Il en va de même dans l'affreuse partie de cette guerre mondiale. La fatigue est sensible dans tous les camps, mais c'est à qui la dissimulera avec le plus d'habileté et paraîtra le plus dispos à la résistance. Si je m'interrogeais moi-même et que je fasse appel à la documentation que m'ont fournie mes voyages récents, je crois bien que j'inclinerais à croire que l'aube de la paix se dévoilera tout à coup, alors que nous serons déjà sur le point d'entamer le quatrième hiver de guerre.

— Mais sur quelle initiative et en raison de quelles défaillances ?

— Ai-je figure d'oracle, voyons, ami ? Je cherche à voir clair en n'oubliant ni le sage que sais-je ? ni le prudent peut-être ! L'Autriche-Hongrie sent déjà cet état prémoniteur de la décomposition qui attire de loin les ouvriers de la mort, ces infinis insectes qui cheminent vers le cadavre dévolu à leurs instincts. Si je devais vous aviser de tout ce que je sais sur le délabrement de la double monarchie, vous en seriez surpris. Tant financièrement que militairement et politiquement ce pays ne tient plus que figurativement étayé par le complice boche, plus détesté là bas, sur les rives du Danube, que les plus irrédentistes Italiens.

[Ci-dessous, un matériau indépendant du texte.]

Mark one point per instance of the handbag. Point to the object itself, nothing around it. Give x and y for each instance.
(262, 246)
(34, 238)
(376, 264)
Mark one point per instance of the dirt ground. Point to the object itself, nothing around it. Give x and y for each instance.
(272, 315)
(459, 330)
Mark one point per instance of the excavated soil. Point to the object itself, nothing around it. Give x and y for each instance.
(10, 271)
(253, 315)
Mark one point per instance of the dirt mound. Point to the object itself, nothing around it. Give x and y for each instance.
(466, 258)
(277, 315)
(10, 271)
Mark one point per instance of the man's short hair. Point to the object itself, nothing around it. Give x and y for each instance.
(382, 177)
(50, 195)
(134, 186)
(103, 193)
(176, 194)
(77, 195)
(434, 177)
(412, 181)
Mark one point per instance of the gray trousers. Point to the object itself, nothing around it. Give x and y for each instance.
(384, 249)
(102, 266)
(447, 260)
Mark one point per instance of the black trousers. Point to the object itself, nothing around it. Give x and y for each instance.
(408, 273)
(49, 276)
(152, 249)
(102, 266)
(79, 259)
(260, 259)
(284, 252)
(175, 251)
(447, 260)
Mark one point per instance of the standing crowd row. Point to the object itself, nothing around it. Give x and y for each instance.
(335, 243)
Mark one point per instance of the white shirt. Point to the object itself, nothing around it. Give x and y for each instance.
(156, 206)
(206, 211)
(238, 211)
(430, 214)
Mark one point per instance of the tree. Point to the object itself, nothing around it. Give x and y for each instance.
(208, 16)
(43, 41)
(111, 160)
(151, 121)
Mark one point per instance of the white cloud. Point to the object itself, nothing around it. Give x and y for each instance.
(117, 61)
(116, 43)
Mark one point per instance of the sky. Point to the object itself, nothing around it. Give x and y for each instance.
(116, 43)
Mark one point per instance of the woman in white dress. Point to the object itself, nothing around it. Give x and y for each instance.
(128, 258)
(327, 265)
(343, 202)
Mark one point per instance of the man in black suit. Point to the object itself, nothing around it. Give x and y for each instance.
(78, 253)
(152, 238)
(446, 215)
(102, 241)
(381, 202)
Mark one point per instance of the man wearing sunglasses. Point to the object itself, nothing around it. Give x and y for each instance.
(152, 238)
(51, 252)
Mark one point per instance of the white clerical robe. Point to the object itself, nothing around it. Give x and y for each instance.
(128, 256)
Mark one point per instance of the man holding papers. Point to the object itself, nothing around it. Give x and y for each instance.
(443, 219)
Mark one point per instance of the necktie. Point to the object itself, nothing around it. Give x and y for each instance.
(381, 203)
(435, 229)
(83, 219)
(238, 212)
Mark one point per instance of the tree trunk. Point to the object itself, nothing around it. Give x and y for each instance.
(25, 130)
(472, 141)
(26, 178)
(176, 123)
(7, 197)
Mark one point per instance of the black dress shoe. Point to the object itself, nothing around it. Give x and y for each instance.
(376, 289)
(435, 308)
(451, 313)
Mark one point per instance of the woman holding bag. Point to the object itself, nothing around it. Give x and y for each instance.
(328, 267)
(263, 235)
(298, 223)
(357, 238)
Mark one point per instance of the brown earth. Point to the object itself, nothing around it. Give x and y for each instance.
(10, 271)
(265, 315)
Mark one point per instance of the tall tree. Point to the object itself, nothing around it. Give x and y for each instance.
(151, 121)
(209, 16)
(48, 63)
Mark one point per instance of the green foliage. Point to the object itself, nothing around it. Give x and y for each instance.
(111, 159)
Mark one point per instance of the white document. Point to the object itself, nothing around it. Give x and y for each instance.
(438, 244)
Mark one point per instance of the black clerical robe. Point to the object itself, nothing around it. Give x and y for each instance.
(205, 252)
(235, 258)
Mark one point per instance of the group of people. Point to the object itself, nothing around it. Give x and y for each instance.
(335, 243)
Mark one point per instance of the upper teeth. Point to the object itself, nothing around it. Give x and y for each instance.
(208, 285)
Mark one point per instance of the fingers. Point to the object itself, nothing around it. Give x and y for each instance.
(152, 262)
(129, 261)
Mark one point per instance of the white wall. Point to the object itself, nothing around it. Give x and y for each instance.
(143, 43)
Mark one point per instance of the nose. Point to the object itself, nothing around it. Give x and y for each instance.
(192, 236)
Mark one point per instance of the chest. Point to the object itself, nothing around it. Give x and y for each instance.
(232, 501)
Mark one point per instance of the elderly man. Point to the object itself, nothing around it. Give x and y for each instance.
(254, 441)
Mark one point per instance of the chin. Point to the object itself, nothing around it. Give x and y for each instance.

L'Allemagne, ajouta mon confrère, tient le coup avec le fard de l'impudence, un fard grossier insuffisant à la pâleur de son anémie progressive. Elle ferait mine volontiers d'accepter la paix à contre gré, car elle est marchandée au premier chef, c'est-à-dire marchandeuse, pleine de réticences et dissimulatrice de son désir de traiter. Sa force, toutefois, est encore formidable... Je dis bien : formidable, non tant militairement que dans sa diplomatie occulte, corruptrice, insidieuse, offensive qui, aujourd'hui, exerce ses méfaits avec une puissance de moyens dont nous ne soupçonnons pas toute la portée et l'efficacité. Voyez Russie et même moins loin.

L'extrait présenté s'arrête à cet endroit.